This is an article in a series on Cryptography for the Everyday Developer. Follow along to learn the basics of modern cryptography and encryption.
When the Data Encryption Standard (DES) was introduced in the 1970s, it was considered a solid block cipher. But DES has one major flaw by today’s standards — a small key space. With only 56 bits of key material, DES can be brute-forced with modern hardware by checking every possible key value. Once it was apparent that DES was no longer secure and could be brute-forced, a natural idea to extend the life of DES without resorting to an entirely new algorithm was to increase the size of the key space by encrypting the data twice with two different keys. The hope was that doubling the encryption operation with different keys would increase the difficulty of brute force attacks.
Double Encryption
The idea behind double encryption is relatively simple:
- Encrypt a plaintext message \(x\) with key \(k_L\)
- Encrypt the result again with a second key \(k_R\)
Mathematically, this can be expressed as:
$$ y = E(k_R, E(k_L, x)) $$
At first glance, computing a brute force solution to this equation looks daunting:
- There are \(2^{56}\) possible values for \(k_L\)
- For each choice of \(k_L\), there are \(2^{56}\) possible values for \(k_R\)

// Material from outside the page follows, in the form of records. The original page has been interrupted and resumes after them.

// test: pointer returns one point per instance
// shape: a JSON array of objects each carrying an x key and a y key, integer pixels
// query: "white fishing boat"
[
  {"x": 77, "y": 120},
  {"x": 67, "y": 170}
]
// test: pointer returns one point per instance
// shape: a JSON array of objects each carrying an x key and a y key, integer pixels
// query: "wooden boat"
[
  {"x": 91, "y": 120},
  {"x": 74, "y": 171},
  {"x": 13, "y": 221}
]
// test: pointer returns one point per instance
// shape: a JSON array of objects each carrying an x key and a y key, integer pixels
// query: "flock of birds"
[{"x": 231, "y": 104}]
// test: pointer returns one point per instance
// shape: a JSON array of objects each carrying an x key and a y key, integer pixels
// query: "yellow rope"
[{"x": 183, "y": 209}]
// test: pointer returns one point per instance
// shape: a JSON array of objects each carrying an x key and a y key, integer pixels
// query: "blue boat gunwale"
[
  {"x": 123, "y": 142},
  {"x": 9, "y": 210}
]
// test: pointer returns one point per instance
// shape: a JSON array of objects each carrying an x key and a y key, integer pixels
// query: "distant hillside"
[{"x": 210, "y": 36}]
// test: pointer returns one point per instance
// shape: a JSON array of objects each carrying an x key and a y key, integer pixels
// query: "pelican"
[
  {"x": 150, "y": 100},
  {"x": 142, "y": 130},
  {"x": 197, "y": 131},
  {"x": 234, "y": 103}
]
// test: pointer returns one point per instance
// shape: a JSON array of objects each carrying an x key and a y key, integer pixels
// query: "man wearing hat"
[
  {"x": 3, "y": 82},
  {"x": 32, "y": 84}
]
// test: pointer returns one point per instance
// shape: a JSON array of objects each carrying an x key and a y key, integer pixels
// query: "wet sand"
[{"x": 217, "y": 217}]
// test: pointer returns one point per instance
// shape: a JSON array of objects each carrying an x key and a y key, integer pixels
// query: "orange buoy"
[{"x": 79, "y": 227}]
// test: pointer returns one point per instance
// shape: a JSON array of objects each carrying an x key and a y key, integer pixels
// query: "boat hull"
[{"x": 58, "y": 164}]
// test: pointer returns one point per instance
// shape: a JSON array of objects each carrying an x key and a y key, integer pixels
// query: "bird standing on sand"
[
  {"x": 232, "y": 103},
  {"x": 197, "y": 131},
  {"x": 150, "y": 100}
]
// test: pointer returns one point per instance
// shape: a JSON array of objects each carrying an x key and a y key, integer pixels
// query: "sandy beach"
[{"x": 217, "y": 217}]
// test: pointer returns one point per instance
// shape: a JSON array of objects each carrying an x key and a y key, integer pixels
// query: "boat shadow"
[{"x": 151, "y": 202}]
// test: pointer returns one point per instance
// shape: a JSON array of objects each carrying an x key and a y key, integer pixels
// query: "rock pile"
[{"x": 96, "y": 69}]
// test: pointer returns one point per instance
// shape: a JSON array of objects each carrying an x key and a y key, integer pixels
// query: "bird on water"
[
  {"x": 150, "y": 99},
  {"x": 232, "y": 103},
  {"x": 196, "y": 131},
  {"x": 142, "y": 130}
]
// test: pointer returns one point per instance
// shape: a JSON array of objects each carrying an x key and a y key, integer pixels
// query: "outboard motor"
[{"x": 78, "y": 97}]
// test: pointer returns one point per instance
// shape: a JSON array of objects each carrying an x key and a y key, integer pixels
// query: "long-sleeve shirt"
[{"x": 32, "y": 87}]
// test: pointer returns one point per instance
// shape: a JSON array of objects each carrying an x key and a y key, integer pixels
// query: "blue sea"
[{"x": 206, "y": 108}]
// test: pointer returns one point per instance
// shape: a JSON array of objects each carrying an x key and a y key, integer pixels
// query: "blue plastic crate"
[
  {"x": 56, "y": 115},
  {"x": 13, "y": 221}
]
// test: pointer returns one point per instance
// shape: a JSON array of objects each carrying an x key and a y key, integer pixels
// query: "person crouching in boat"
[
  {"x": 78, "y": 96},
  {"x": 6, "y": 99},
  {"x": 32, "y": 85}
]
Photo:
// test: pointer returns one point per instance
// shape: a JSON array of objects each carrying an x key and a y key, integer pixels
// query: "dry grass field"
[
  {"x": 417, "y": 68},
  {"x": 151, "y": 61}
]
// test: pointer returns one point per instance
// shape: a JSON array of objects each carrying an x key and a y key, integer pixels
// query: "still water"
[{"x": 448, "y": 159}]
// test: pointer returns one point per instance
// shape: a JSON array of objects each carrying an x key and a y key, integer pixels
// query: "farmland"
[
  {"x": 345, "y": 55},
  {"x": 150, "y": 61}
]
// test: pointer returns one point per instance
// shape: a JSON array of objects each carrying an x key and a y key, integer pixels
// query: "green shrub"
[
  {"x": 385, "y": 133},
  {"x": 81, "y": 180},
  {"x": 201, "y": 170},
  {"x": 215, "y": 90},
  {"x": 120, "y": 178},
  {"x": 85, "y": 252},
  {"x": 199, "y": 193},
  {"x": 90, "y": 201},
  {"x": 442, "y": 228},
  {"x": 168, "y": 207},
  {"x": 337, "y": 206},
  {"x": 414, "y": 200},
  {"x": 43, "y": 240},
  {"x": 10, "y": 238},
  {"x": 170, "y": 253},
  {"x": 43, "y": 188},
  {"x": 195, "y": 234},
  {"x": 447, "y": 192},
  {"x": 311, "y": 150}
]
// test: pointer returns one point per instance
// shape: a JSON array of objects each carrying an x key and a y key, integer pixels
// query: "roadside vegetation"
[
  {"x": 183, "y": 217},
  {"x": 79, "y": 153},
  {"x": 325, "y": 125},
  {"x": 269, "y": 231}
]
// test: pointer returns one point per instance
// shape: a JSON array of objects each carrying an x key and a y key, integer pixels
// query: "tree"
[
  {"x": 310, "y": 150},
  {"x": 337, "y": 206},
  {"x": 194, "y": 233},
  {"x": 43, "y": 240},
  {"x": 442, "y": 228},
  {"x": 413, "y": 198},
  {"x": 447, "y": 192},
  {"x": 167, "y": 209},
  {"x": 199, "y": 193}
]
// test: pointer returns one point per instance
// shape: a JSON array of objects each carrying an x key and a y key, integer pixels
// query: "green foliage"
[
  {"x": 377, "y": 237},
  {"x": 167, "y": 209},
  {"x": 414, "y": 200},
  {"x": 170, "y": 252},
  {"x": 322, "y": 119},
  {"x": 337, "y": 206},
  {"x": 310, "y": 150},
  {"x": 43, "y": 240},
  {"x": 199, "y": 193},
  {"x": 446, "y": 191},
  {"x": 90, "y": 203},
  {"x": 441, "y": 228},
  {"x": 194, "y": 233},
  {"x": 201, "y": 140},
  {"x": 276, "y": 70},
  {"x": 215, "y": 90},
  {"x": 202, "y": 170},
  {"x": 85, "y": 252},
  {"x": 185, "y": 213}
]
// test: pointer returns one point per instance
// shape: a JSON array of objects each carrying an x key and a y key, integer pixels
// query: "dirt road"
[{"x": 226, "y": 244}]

Put together, that’s \(2^{56} \times 2^{56} = 2^{112}\) possible key pairs: far too large of a key space to be cracked with a brute force approach.
The Meet-in-the-Middle Attack
At first glance, double encryption seems to increase the security of the algorithm. However, the meet-in-the-middle attack leverages the idea that you don’t need to search the entire \(2^{112}\) space at once. Instead, you can break the problem into two halves that “meet in the middle.”

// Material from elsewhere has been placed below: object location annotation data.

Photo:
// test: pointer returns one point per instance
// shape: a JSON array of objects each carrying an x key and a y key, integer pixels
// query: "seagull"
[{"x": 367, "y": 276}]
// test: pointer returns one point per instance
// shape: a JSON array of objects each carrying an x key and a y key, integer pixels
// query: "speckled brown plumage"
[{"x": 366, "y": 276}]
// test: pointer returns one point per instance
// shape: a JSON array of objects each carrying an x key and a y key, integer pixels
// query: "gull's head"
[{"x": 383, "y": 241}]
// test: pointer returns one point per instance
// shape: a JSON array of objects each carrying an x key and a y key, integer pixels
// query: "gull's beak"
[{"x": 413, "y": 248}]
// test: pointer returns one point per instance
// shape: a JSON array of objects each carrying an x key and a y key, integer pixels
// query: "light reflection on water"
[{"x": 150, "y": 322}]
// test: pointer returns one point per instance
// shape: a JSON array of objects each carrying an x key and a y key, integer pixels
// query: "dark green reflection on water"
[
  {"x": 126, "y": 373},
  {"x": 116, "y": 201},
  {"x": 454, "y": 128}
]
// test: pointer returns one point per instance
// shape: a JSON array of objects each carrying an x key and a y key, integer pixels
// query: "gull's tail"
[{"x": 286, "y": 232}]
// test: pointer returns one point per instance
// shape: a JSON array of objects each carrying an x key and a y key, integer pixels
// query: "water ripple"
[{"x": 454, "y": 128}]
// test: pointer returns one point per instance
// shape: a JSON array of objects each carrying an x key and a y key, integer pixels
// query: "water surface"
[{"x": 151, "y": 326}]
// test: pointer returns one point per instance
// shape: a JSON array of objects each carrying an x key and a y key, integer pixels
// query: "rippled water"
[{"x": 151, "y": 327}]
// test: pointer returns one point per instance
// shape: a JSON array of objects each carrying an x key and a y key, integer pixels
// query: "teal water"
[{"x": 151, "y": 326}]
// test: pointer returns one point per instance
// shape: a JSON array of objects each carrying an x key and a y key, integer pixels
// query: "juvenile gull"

The attack works in two phases:
Phase 1: Precompute the Left Side
Take the plaintext \(x\) and encrypt the text with all possible left keys \(k_L\).
- For each possible key \(k_L\), compute \(E(k_L, x) = a\); the encryption of the plaintext using key \(k_L\)

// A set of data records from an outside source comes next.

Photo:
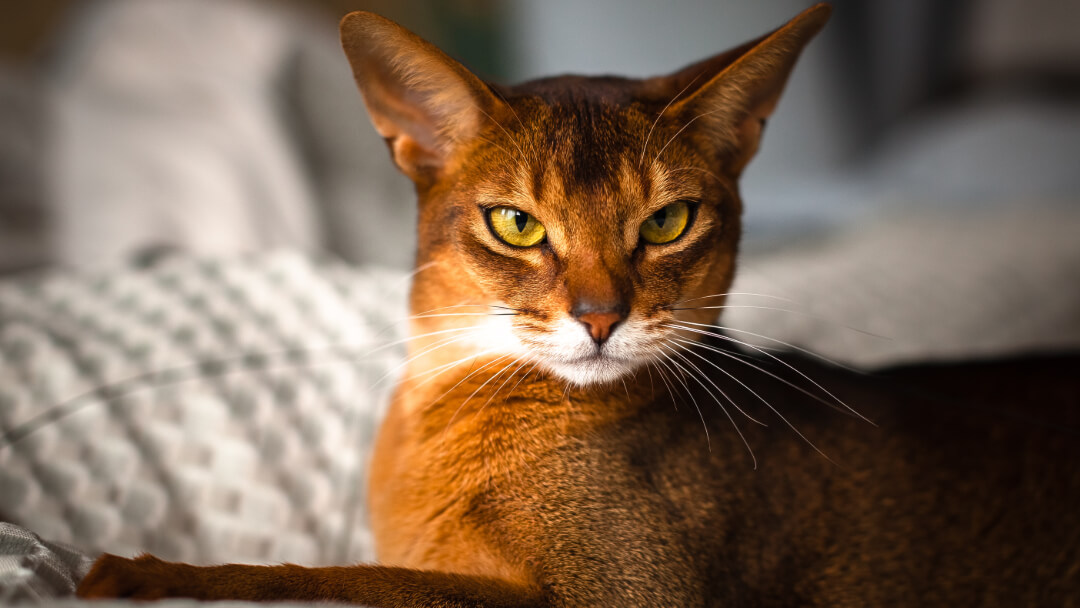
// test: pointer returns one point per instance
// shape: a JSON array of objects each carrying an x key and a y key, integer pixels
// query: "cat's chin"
[{"x": 593, "y": 370}]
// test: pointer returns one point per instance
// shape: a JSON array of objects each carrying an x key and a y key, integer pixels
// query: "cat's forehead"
[{"x": 584, "y": 142}]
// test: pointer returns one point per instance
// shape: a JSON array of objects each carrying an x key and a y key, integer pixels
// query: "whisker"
[
  {"x": 801, "y": 312},
  {"x": 178, "y": 375},
  {"x": 521, "y": 380},
  {"x": 778, "y": 360},
  {"x": 645, "y": 146},
  {"x": 786, "y": 345},
  {"x": 731, "y": 401},
  {"x": 463, "y": 314},
  {"x": 507, "y": 133},
  {"x": 436, "y": 346},
  {"x": 748, "y": 363},
  {"x": 733, "y": 294},
  {"x": 689, "y": 393},
  {"x": 730, "y": 419},
  {"x": 679, "y": 132},
  {"x": 470, "y": 375},
  {"x": 478, "y": 389},
  {"x": 769, "y": 405},
  {"x": 434, "y": 373}
]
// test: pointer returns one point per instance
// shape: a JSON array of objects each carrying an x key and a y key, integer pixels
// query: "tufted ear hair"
[
  {"x": 421, "y": 102},
  {"x": 728, "y": 97}
]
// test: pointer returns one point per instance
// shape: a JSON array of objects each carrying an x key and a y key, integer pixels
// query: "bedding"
[{"x": 218, "y": 409}]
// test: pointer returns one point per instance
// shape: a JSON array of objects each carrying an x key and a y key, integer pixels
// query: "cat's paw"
[{"x": 143, "y": 578}]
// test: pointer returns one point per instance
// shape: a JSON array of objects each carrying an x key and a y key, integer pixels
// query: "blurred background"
[{"x": 129, "y": 127}]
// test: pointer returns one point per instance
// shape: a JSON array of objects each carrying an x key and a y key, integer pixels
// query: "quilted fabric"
[{"x": 203, "y": 410}]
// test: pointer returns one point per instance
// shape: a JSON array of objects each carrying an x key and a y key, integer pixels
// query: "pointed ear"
[
  {"x": 730, "y": 95},
  {"x": 422, "y": 103}
]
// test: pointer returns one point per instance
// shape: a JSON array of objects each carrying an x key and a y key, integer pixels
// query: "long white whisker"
[
  {"x": 703, "y": 375},
  {"x": 657, "y": 121},
  {"x": 800, "y": 312},
  {"x": 787, "y": 345},
  {"x": 734, "y": 294},
  {"x": 769, "y": 405},
  {"x": 689, "y": 393},
  {"x": 778, "y": 360}
]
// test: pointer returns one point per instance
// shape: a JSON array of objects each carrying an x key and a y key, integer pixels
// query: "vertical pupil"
[{"x": 660, "y": 217}]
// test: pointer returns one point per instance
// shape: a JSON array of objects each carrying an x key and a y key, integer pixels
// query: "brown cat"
[{"x": 570, "y": 430}]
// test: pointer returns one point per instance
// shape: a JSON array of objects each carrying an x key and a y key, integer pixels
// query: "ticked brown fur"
[{"x": 513, "y": 470}]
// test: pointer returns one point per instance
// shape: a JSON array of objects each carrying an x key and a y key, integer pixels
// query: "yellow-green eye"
[
  {"x": 515, "y": 227},
  {"x": 666, "y": 224}
]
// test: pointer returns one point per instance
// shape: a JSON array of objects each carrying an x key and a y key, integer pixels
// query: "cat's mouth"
[{"x": 594, "y": 368}]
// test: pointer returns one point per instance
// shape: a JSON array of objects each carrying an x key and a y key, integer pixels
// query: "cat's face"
[
  {"x": 565, "y": 218},
  {"x": 567, "y": 223}
]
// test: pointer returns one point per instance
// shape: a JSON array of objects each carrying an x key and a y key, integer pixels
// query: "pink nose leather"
[{"x": 599, "y": 324}]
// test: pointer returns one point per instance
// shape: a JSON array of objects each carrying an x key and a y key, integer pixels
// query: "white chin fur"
[{"x": 599, "y": 370}]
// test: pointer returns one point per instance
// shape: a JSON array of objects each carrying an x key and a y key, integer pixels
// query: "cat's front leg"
[{"x": 149, "y": 578}]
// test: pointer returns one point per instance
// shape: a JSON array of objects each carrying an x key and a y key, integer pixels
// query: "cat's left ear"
[
  {"x": 729, "y": 96},
  {"x": 422, "y": 103}
]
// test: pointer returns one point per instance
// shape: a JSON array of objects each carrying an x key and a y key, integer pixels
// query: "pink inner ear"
[{"x": 421, "y": 102}]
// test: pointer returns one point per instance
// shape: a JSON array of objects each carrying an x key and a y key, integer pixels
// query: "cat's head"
[{"x": 570, "y": 220}]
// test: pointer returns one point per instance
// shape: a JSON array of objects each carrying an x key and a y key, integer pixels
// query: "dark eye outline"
[
  {"x": 691, "y": 216},
  {"x": 487, "y": 219}
]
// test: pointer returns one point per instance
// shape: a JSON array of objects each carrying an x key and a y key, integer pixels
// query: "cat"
[{"x": 567, "y": 431}]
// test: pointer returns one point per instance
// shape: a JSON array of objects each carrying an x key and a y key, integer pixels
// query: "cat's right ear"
[{"x": 421, "y": 102}]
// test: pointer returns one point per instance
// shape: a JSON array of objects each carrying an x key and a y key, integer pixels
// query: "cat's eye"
[
  {"x": 515, "y": 227},
  {"x": 666, "y": 224}
]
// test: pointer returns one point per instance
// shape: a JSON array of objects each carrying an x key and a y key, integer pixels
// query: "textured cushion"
[{"x": 199, "y": 409}]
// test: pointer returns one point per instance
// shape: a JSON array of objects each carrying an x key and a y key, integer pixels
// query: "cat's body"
[
  {"x": 564, "y": 435},
  {"x": 954, "y": 498}
]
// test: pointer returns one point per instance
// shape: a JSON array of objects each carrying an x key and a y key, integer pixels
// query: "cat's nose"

- Store the result in a table, using the intermediate value \(a\) as the lookup key, and the candidate encryption key \(k_L\) as the value.
Precomputing all possible results of encryption with \(k_L\) requires \(2^{56}\) encryption operations, and a database of size \(2^{56}\) to store the results.
Phase 2: Brute Force the Right Side
Now, start from the ciphertext \(y\).
- For each possible key \(k_R\), compute \(D(k_R, y) = b\); the decryption of the ciphertext using key \(k_R\)
- Check if this intermediate result \(b\) has a matching key in one of the precomputed values from the table from Phase 1
If a match is found, you’ve identified a candidate \((k_L, k_R)\) pair. With enough known plaintext/ciphertext pairs, you can rule out false positives and derive the composite encryption key, breaking the cipher.
The meet-in-the-middle attack reduces the complexity of attacking double DES to \(2^{57}\) operations taking \(2^{56}\) space. That’s only marginally better than single DES. Instead of gaining an effective 112-bit key, double encryption only provides around 57 bits of effective security. Not nearly enough to withstand brute force attacks.
Interestingly, since the meet-in-the-middle attack can only be applied in one place (i.e. there is only one middle) encrypting data three times instead of two, does increase security, which has been applied successfully in the development of triple DES (3DES), which applies DES three times with three different keys. Since the meet-in-the-middle attack can only be applied in one place, 3DES is secure: one side of the key space is \(2^{56}\), which can be brute-forced, but the other is \(2^{112}\), which is not feasible to brute force attack.
Double DES looked like an easy way to extend the lifetime of an aging cipher. But the meet-in-the-middle attack shows that the security gain is negligible. This attack demonstrates a broader lesson in cryptography: you can’t simply stack ciphers and expect their security to automatically be more effective. You have to instead think carefully about how your algorithm is composed.